March 26, 2008 at 3:30 am
Hello! everyone 🙂
Please help me to solve this .... how I should compare Convergys and Congys or similar type of strings...
Regards,
Ahmad
Regards,
[font="Verdana"]Sqlfrenzy[/font]
March 26, 2008 at 8:09 am
March 26, 2008 at 8:31 am
Ahmad Osama (3/26/2008)
Hello! everyone 🙂Please help me to solve this .... how I should compare Convergys and Congys or similar type of strings...
Regards,
Ahmad
Well, one way to compare them is to use SOUNDEX (see http://msdn2.microsoft.com/en-us/library/ms189282.aspx)
You can use it like:
SELECT DIFFERENCE('Convergys', 'Congys')
Regards,
Andras
March 26, 2008 at 11:34 am
mrpolecat (3/26/2008)
What do you want to know about them? How alike they are or how different? Are you looking for words that start the same, end the same, have x number of same characters?What are your expected results?
sry i forget to tell that.. :)a function should return an interger which either represents how alike they are or how different are they
Regards,
[font="Verdana"]Sqlfrenzy[/font]
March 26, 2008 at 11:40 am
March 26, 2008 at 10:58 pm
Hi,
I want to check a user inputed company name with that of company that exist in our database in order to determine whether the user given company already exist in our database or it doesn't.As one can easily understand that users may misspell a company which already exist....so how should I check for these strings.....
Regards,
[font="Verdana"]Sqlfrenzy[/font]
March 27, 2008 at 10:23 am
If you have a table called CompanyNames you can query like this:
-- Remember to use procs to eliminate SQL injection
SELECT cid from CompanyNames where cname =
One project that I was on had an issue with this and a second table was created which stored the most used misspellings of a company name. Users entered the name and if it was wrong the app gave back a googlesqe, "did you mean...". Of course a better solution may be to update the application to let the user select an existing company.
ST
March 27, 2008 at 1:24 pm
souLTower (3/27/2008)
If you have a table called CompanyNames you can query like this:-- Remember to use procs to eliminate SQL injection
SELECT cid from CompanyNames where cname =
One project that I was on had an issue with this and a second table was created which stored the most used misspellings of a company name. Users entered the name and if it was wrong the app gave back a googlesqe, "did you mean...". Of course a better solution may be to update the application to let the user select an existing company.
ST
My issue is to restrict users to enter an existing company....I think that creating a new table to store most misspelled name of around 4 million companies is a tedious task..:)
Thanks
Ahmas
Regards,
[font="Verdana"]Sqlfrenzy[/font]
March 28, 2008 at 8:43 am
Hi Ahmad, depending on how many rows you're working with, fuzzy matching may also be an option. You could employ SOUNDEX or DIFFERENCE to quickly obtain a list of likely matches then run this through more sophisticated fuzzy matching algorithms to return the single best match to the app for eyeball checking.
Cheers
ChrisM
For fast, accurate and documented assistance in answering your questions, please read this article.

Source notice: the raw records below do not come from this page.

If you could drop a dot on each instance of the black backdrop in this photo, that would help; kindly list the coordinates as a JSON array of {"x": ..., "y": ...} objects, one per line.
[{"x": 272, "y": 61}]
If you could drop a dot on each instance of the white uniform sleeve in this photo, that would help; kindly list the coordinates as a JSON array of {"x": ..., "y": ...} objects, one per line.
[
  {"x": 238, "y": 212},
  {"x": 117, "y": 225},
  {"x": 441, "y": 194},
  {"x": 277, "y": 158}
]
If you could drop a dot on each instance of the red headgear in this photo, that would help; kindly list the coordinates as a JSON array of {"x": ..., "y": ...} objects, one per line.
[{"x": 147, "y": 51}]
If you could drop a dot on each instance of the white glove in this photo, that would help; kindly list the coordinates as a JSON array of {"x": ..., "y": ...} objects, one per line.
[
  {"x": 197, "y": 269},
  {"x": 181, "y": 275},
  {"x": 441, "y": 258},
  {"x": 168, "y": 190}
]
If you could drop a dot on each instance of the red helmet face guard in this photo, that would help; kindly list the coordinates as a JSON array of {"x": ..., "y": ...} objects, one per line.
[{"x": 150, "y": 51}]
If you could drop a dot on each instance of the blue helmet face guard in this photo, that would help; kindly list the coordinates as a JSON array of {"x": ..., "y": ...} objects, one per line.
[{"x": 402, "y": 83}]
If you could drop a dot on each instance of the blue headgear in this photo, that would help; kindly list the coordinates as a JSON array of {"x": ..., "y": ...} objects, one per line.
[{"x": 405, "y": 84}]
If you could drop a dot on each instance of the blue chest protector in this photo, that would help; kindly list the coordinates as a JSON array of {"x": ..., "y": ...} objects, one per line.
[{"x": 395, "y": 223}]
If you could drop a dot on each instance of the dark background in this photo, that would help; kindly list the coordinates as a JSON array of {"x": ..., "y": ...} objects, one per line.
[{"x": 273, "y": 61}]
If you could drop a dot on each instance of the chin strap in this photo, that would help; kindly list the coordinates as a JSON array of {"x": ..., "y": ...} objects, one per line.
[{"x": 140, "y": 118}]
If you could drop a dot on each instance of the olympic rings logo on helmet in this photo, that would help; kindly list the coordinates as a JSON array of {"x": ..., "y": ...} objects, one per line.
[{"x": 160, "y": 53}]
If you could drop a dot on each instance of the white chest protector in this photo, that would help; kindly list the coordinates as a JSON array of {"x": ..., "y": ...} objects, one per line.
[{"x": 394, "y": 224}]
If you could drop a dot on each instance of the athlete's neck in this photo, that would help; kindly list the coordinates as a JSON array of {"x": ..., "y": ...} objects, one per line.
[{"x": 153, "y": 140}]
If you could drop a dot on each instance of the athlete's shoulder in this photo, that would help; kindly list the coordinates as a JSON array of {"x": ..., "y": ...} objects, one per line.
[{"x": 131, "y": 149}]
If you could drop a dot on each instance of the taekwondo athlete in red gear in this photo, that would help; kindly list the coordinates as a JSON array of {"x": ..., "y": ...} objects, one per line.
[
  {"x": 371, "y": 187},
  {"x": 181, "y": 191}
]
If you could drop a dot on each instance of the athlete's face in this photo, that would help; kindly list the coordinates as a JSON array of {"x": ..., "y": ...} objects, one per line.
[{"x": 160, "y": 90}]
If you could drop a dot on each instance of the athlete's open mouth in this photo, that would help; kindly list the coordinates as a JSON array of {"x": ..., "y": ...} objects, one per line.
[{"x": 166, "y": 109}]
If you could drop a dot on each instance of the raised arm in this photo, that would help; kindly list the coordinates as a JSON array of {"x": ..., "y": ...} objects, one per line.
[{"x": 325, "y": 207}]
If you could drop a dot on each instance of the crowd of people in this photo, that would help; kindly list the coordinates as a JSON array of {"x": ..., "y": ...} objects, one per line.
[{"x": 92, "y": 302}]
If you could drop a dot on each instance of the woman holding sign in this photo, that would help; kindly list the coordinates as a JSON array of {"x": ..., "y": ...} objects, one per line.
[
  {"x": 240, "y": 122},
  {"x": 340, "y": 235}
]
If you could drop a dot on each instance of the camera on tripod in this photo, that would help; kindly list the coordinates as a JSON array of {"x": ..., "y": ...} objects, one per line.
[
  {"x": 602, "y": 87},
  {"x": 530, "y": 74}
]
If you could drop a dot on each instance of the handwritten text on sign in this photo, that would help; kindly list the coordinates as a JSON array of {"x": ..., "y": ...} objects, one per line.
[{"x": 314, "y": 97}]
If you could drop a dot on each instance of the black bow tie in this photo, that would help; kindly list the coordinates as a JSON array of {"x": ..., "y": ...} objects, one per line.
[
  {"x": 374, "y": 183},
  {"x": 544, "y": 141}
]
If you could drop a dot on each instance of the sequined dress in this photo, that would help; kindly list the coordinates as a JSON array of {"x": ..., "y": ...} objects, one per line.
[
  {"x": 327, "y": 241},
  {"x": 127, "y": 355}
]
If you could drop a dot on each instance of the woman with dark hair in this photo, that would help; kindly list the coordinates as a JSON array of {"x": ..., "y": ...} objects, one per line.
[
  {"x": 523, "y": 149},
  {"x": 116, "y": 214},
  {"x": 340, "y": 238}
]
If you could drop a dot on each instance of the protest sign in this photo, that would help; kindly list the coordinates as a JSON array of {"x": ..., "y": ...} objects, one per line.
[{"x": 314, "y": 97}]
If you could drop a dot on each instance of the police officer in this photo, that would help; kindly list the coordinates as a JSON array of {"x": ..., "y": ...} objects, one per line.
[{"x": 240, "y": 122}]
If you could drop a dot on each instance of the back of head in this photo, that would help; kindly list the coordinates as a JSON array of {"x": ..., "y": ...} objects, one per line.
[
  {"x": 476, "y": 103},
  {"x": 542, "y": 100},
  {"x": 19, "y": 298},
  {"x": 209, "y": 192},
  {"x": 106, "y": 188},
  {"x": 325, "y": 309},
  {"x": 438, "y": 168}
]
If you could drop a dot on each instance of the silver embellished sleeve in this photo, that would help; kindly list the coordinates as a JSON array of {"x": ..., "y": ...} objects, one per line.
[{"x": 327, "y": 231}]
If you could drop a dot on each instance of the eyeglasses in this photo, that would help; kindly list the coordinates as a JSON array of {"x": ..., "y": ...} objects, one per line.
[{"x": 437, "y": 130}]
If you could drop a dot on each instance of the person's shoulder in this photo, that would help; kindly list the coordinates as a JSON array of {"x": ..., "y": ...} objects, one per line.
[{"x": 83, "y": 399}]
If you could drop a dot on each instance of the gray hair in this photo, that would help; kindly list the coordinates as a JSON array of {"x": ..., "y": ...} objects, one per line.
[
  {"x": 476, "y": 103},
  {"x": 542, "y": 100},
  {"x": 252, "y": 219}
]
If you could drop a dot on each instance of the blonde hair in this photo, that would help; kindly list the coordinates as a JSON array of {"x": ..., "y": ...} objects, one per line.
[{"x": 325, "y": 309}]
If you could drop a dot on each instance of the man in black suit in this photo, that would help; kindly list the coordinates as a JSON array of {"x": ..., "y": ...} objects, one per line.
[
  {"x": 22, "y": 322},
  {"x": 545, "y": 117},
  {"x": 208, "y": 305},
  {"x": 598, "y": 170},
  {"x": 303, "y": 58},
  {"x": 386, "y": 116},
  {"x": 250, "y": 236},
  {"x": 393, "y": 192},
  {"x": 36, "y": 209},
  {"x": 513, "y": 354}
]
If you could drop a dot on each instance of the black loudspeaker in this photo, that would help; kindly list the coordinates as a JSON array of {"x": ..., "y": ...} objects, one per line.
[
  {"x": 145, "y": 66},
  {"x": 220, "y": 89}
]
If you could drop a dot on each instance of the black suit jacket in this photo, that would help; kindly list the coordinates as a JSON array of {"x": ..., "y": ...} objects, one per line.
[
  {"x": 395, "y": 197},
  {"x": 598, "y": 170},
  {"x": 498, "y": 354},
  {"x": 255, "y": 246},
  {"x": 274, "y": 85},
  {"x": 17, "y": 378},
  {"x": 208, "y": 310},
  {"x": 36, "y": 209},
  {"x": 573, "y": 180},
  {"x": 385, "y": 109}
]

Understanding and using APPLY, (I) and (II) Paul White
Hidden RBAR: Triangular Joins / The "Numbers" or "Tally" Table: What it is and how it replaces a loop Jeff Moden
March 28, 2008 at 1:56 pm
Chris Morris (3/28/2008)
Hi Ahmad, depending on how many rows you're working with, fuzzy matching may also be an option. You could employ SOUNDEX or DIFFERENCE to quickly obtain a list of likely matches then run this through more sophisticated fuzzy matching algorithms to return the single best match to the app for eyeball checking.Cheers
ChrisM
well i tried this function 1st to get a feel of difference function.....
Create FUNCTION strcmp
(@strone varchar(100),@strtwo varchar(100))
RETURNS char(5)
AS
BEGIN
Declare @result char(5)
if difference(@strtwo,@strone)=4
Begin
set @result='True'
End
Else
Begin
set @result='False'
End
return @result
END
GO
It is not working in this case select dbo.strcmp('Ta ta','Tat a')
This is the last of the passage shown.